La course à pied est un domaine où l’on voit davantage de sponsorings dits «de spécialistes». (Photo: Nader Ghavami/Maison Moderne/Archives)

La course à pied est un domaine où l’on voit davantage de sponsorings dits «de spécialistes». (Photo: Nader Ghavami/Maison Moderne/Archives)

À quelques heures du départ de l’ING Night Marathon, plongée dans le monde du sponsoring qui entoure le running avec Gary Tribou, professeur en marketing du sport à l’Université de Strasbourg, auteur de plu­sieurs ouvrages de référence et consultant pour des marques de sport.

Pourquoi sponsoriser le running?

«La question du sponsoring dans le running est vraiment pertinente, dans la mesure où l’on y retrouve peu de sponsorings dit ‘classiques’, c’est-à-dire où l’on mise sur la visibilité liée à l’événement», lance Gary Tribou, professeur en marketing du sport à l’Université de ­Strasbourg. Ce phénomène s’explique par des audiences loin d’être comparables aux grands sports collectifs médiatisés. Et ce même si 300.000 personnes sont parfois massées le long du parcours.

De fait, la course à pied est un domaine où l’on voit davantage de sponsorings dits «de spécialistes». «Lorsqu’un équipementier comme Asics associe son nom au marathon de Paris, il le fait parce qu’il y trouve une rentabilité», illustre celui qui a été consultant pour des marques comme Adidas ou Puma. «Sa cible, ce sont les coureurs à pied. Ceux qui participent, évidemment. Mais il prend également le pari que le public sur le bord de la route est ­composé d’autres coureurs, qui sont donc des consommateurs potentiels.»

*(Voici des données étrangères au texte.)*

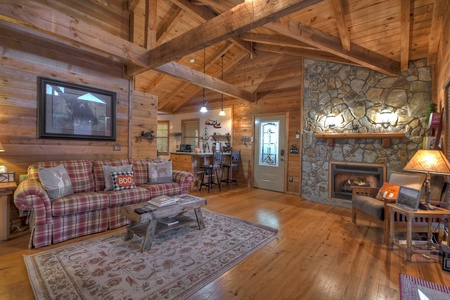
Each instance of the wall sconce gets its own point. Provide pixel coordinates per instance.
(385, 117)
(330, 121)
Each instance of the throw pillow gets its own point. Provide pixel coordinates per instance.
(388, 190)
(56, 181)
(123, 180)
(108, 170)
(160, 172)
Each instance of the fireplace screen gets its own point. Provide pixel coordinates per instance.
(345, 176)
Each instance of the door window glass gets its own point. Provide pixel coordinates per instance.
(269, 144)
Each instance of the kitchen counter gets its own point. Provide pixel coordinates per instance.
(191, 162)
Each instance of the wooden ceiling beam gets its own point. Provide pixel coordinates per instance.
(151, 16)
(405, 32)
(168, 25)
(132, 4)
(40, 20)
(203, 14)
(229, 24)
(206, 81)
(338, 10)
(211, 60)
(437, 25)
(277, 40)
(332, 44)
(229, 66)
(315, 54)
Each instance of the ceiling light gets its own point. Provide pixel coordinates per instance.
(204, 109)
(222, 113)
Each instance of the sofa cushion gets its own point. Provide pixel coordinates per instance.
(123, 181)
(56, 181)
(79, 202)
(125, 197)
(140, 169)
(109, 170)
(369, 205)
(98, 170)
(79, 171)
(160, 172)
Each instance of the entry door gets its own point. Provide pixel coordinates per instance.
(269, 152)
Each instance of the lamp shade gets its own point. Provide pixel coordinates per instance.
(429, 161)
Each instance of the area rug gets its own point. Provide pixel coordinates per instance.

Mais, à côté de ces «spécialistes», des enseignes davantage généralistes se sont tout de même également tournées vers le running. Donnant même, pour certaines, leur nom à des épreuves, à l’image d’ING pour le marathon de Luxembourg, Schneider Electric pour celui de Paris ou encore TCS – une des plus grandes sociétés informatiques au monde – pour celui de New York. «En matière de sponsoring, la règle d’or est: on n’investit que là où on va retrouver sa cible de consommateurs.» Or, la course à pied draine une population qui s’est ­tellement élargie ces dernières années – en raison notamment d’une féminisation et d’une démocratisation accrues (en France, on l’évalue à 16 millions de personnes) – que beaucoup font le pari d’y retrouver leur cible. 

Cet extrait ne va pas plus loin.